# Training?



## E-Athlete (Jul 12, 2005)

I have a probken with my 1 week outdoor plant.  IT only recieves direct sublight from 12-7.  ANd because it gets no sun until 12 it is starting to wilt to the side it gets the most sun from.  Should i train it? if so how?


----------



## joey (Jul 13, 2005)

Training is any method you use to control the growth of your plant. Topping is probably the most common form of training(for canabis). Topping is high stress training. Cutting the main grow stem off stresses the plant and causes it to redistribute its hormones to other grow tips resulting in the multi cola plants.
(Continued...)

Training plants with twist-ties is a great way to get them to bush out a bit.

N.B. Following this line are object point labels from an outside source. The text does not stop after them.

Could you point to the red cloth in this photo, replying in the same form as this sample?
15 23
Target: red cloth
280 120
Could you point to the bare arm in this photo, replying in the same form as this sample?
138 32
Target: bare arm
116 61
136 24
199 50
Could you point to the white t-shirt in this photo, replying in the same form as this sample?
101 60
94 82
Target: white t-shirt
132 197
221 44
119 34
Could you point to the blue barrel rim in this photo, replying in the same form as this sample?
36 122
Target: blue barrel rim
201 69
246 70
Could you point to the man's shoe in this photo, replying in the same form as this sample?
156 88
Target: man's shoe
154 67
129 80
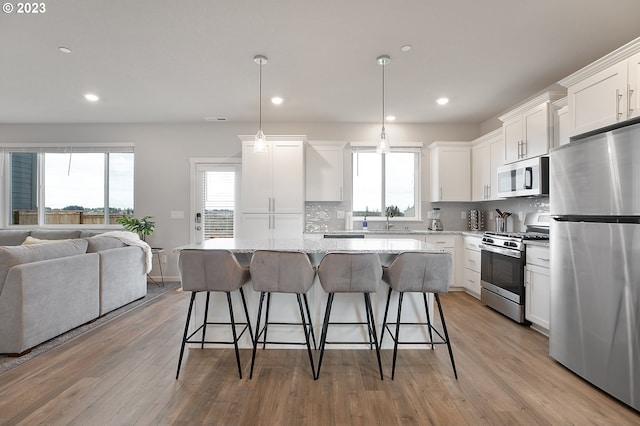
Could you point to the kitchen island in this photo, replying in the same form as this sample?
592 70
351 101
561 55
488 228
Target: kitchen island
346 307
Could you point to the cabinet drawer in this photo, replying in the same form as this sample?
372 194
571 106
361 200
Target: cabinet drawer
472 243
538 255
472 260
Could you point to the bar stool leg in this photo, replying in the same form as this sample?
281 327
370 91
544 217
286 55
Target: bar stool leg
397 338
369 329
446 335
257 335
426 308
266 321
306 334
204 324
372 326
323 335
386 310
233 332
246 313
186 332
313 335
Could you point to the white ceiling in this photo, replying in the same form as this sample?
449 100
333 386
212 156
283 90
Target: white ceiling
181 61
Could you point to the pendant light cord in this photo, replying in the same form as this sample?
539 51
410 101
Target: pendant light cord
260 103
383 65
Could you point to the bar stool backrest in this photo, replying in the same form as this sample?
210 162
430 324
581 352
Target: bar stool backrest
350 272
211 270
419 272
281 271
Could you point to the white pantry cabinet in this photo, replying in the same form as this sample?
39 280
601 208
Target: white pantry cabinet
273 188
528 129
324 171
487 154
537 283
606 91
266 226
450 171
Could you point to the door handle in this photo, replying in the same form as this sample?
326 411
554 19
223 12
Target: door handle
629 93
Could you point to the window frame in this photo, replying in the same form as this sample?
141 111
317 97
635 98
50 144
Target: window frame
41 150
412 148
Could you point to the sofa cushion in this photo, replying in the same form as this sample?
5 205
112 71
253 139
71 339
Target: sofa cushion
91 232
15 255
55 234
12 237
97 244
30 240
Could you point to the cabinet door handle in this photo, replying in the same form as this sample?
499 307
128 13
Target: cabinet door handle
618 97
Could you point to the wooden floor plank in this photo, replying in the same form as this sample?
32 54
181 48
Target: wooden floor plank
123 372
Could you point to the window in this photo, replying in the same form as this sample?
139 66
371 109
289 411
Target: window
219 202
384 183
53 187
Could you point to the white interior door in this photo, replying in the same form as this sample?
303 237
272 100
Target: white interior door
215 190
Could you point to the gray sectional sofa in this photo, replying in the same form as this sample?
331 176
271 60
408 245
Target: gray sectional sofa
67 279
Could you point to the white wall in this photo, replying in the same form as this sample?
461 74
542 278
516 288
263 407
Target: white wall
163 152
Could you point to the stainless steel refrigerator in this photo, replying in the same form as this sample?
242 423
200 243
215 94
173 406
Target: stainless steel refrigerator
595 260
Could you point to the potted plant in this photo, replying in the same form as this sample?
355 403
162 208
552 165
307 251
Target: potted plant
141 226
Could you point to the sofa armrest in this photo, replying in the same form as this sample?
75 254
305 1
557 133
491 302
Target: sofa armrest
43 299
122 277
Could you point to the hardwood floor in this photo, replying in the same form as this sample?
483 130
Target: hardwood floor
124 373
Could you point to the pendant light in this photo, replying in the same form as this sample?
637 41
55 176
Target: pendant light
383 142
260 144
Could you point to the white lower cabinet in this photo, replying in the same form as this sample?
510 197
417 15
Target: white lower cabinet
537 281
448 242
471 278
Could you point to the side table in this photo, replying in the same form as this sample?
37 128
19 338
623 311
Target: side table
155 252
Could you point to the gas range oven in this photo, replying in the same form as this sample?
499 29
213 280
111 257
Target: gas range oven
503 257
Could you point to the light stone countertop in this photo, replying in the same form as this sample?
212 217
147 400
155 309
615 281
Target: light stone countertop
318 245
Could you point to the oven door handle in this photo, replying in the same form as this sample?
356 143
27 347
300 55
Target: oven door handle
501 250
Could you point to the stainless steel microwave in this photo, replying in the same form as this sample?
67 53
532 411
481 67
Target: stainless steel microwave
524 178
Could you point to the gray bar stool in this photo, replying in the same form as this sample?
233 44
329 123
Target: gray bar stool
282 272
418 272
350 273
217 271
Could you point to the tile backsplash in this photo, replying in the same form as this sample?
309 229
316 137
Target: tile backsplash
329 216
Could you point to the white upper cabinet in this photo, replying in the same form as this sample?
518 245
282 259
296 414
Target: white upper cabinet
487 154
606 91
450 171
273 182
528 129
324 171
561 126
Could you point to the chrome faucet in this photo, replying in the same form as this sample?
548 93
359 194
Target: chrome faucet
388 214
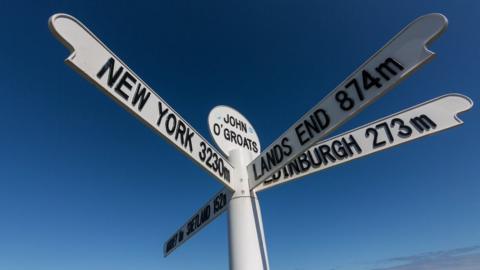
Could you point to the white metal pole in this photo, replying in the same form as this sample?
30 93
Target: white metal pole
245 232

Just take any type of plastic or paper twist tie and wrap it around the top of the plant, then pull it over until the top is bent over 90-180 degrees and then attach this to the main stem lower on the plant. Do this for one week and then release the plant from it's bond. The plant can be trained in this fashion to take less vertical space and to grow bushier, to fill the grow space and force lower limbs to grow upward and join the green canopy. This technique takes advantage of the fact that if the top is pulled over, it creates a hormonal condition in the plant that makes it bush out at all lower internodes.


----------



## E-Athlete (Jul 13, 2005)

Thank you joey.  your imput answered my question fully and in a way i can understand.  This will most likely help me grow a better, healthier plant.


----------